Longing for Home



Throughout my life, I have been homesick. It seems that with every new phase of life and changing of the tides, with every dear friend that shifts to an old one, with every new place I've loved and left, the feeling increases. The more I love a person or a place and the feelings associated with them, the more I ache when those persons and places are no longer near to me.

I don't think I'm alone in this, especially around the holiday season. There's a particular longing for home, a lost loved one, a former relationship that is now broken, or a past time of merriment that the nostalgia of Christmastime brings rushing to the mind.

I had severe homesickness during the first part of college. I had been away from home freshman year and worked out of state the summer following it. I saw my family for just a few short days then I had to return to school.

I saw them happily celebrating life together and longed to be there with them. I wanted to live in a family from day to day, as I believe God intends us to, but I knew He was the one who opened the doors for my time at college, so I wasn't about to pack up and go home. I had three more years away from home and I didn't want to do it alone.

Instead, in my loneliness and my desire to dwell in that sweet familial love, I prayed that God would send me a husband. I prayed that He would allow me to enjoy the companionship that marriage brings since I could not at the time fully enjoy my parental family.

Well, God answered that prayer and He answered it promptly. It's honestly shocking how acutely He heard my prayers, those specific desires and petitions and how fully He answered every one of them.

I am blessed and humbled that the God who holds the stars cared for me in my loneliness. And I know that even if He hadn't answered my prayers, even if I was still fighting loneliness today, He would still be good and His way still perfect.

The thing is, my husband and I are almost a full year into our marriage, with one semester left of college. It has been a sweet, sweet journey together, though not without its hardships and lessons. And do you know what?

I am still homesick. It's not the same kind of homesickness as before, though I do miss my family terribly at times (I'm thankful for our visits when we get them).

No, what my souls constantly yearns for is my home. Not the childhood home I grew up in that bustles with loved ones and overflows with happy memories, though I sure love that place. Not my mother's hugs or father's care, though I do love them dearly. Not the church I grew up in, though I thank God for it often. Not the beautiful woods that have become so familiar and comforting to me, though I still find a respite there.

No, I long for HOME. My true home is with God, my dear Maker. The one who fashioned me in the womb, who holds my every thought and prayer, who sees every flaw in me yet loves me wholly and without reserve. My home in Heaven is what I long for.

This home is far greater than any comfort here I may find. Though the love of my husband is a powerful gift that I treasure dearly, his love is merely a glimpse of what is to come with Christ, the Church's ultimate groom.

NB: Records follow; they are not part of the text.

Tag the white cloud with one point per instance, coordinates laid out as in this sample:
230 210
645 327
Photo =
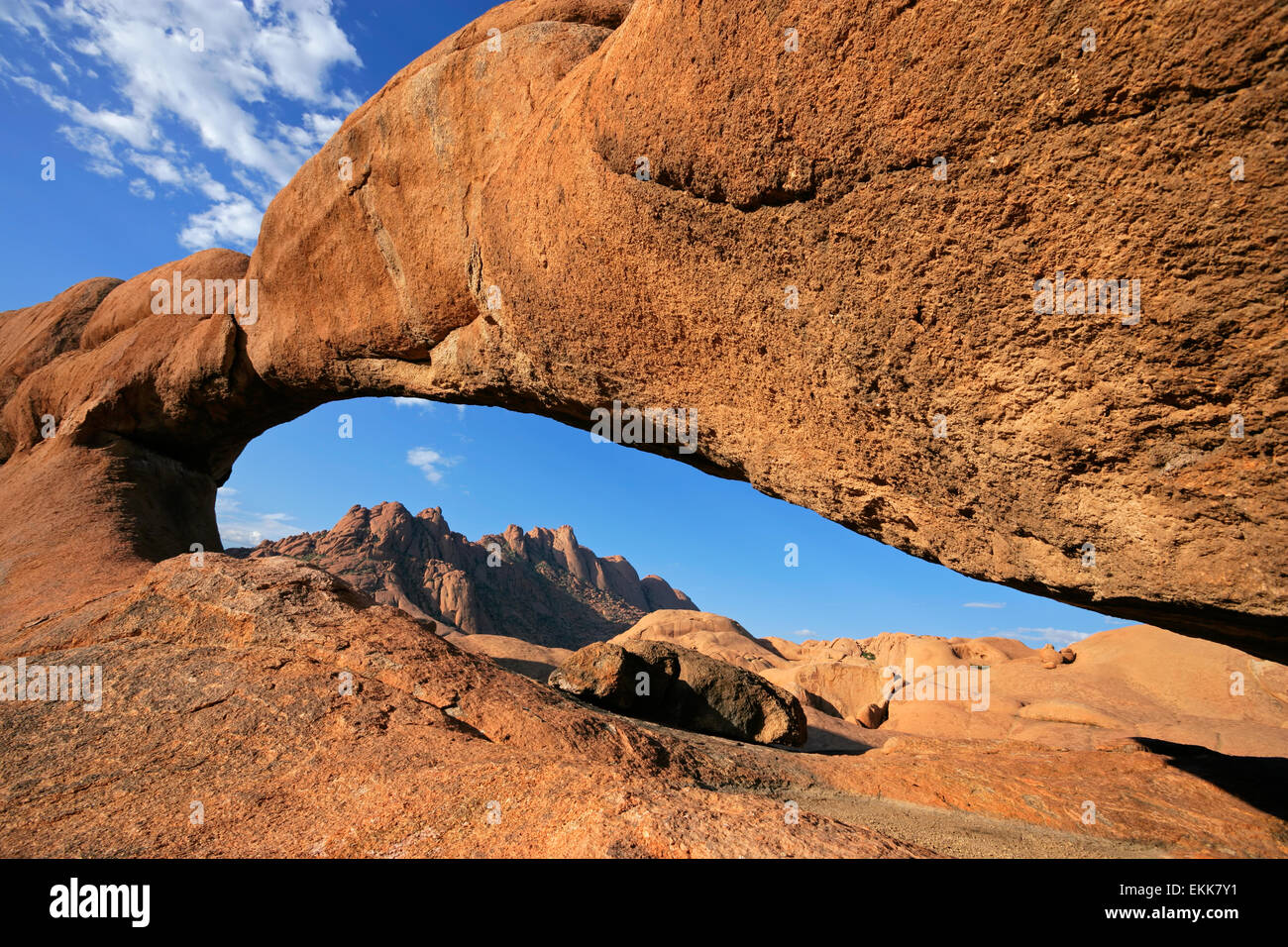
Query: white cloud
424 405
239 527
259 98
233 222
429 463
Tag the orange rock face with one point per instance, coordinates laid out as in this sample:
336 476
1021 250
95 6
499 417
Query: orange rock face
791 264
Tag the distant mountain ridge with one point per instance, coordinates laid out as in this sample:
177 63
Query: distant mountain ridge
546 589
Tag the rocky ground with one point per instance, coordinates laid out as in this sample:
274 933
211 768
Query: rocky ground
224 685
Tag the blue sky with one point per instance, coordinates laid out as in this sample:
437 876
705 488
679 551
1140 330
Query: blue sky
160 149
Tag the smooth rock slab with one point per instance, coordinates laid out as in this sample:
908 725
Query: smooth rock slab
684 688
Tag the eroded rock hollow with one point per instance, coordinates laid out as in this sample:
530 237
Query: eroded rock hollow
739 209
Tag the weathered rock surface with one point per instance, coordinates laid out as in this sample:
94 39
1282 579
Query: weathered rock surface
222 685
548 589
811 169
713 635
661 682
228 728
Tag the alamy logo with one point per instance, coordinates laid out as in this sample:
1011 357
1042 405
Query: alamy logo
102 900
54 684
652 425
936 684
237 298
1077 296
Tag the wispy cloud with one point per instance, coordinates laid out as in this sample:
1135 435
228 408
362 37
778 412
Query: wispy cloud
171 86
1038 637
430 463
239 527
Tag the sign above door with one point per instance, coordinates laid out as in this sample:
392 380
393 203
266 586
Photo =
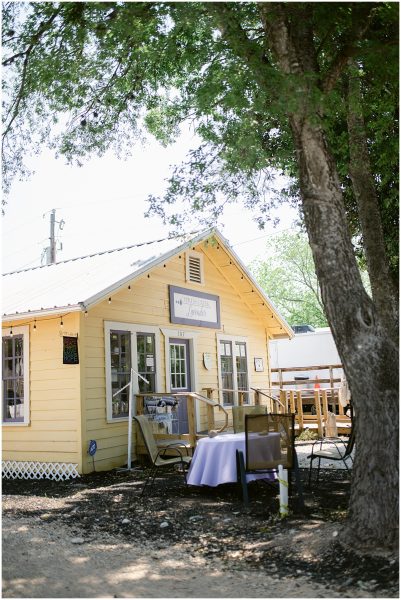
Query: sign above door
190 307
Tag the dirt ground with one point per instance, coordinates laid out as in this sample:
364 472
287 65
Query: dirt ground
94 538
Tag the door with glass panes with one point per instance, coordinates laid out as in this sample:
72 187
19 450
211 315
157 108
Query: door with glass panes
180 379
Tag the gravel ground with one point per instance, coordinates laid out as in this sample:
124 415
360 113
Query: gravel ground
93 537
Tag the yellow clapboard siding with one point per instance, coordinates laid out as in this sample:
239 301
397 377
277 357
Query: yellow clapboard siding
55 385
56 436
62 414
32 455
65 426
41 445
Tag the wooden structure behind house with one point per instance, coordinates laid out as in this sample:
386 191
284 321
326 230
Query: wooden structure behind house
187 316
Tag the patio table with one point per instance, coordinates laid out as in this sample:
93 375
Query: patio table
214 460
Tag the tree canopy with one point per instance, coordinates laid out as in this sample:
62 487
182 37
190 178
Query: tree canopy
287 274
87 76
308 90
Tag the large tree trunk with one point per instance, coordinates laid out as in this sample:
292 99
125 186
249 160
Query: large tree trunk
369 356
383 290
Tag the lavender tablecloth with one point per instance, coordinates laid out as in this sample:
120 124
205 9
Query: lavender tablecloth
214 460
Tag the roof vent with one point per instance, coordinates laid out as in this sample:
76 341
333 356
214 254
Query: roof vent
194 267
302 328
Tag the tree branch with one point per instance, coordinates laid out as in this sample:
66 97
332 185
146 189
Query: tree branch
361 18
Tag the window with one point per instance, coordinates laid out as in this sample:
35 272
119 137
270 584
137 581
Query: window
145 347
129 346
178 366
194 267
242 367
227 371
233 369
120 346
16 377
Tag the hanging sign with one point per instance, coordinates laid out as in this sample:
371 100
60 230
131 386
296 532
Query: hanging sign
70 350
190 307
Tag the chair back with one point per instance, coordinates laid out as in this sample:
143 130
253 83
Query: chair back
350 444
145 428
239 413
269 441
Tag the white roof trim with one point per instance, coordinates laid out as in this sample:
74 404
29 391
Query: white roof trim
115 287
58 310
261 292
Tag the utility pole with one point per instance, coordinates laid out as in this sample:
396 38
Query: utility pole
52 247
50 252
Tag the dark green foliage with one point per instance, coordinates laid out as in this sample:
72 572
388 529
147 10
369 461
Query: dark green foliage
108 72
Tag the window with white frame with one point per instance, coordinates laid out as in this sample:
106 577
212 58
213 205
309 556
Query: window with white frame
129 346
233 369
15 355
194 267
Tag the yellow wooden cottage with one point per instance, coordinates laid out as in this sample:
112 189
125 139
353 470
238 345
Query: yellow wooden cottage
186 316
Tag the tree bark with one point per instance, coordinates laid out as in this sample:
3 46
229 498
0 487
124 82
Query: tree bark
383 291
369 355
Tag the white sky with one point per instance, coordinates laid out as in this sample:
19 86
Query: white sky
103 203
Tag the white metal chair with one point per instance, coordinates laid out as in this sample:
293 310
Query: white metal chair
158 456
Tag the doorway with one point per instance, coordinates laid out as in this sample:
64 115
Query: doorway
180 379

There, my eternal home, will have none of the sorrow, homesickness, longing, suffering, or pain that this life holds. All will be complete, perfected, and those who are alive in Jesus will live eternally with the triune God, praising Him for all His glory.

One of my favorite hymns sums it up well. Though fitting for times of mourning at funerals, it is also a sweet reminder to the living that this earth is not our home.

"I'm kind of homesick for a country 
to which I've never been before. 
No sad goodbyes will there be spoken,
And time won't matter anymore

Beulah Land I'm longing for you, 
and someday on thee I'll stand.
There my home shall be eternal. 
Beulah Land... sweet Beulah Land

I'm looking now across that river
to where my faith is gonna end in sight.
There's just a few more days to labor,
Then I'll take, my heavenly flight 

Beulah Land I'm longing for you, 
and someday on thee I'll stand.
There my home shall be eternal. 
Beulah Land, Sweet Beulah land"

To listen to a beautiful rendition of this well-loved hymn, click here and worship the King for the promise of what is to come.

I truly believe that every longing we experience here is but an arrow pointing us to a greater spiritual reality. Don't let your longings leave you empty. Look to Jesus and be comforted knowing you will be with Him at last in glory.

This Christmas season we look back on the fulfillment of prophecies regarding the birth of Jesus Christ, the Savior. We celebrate His initial arrival and have faith that we will be with Him again one day.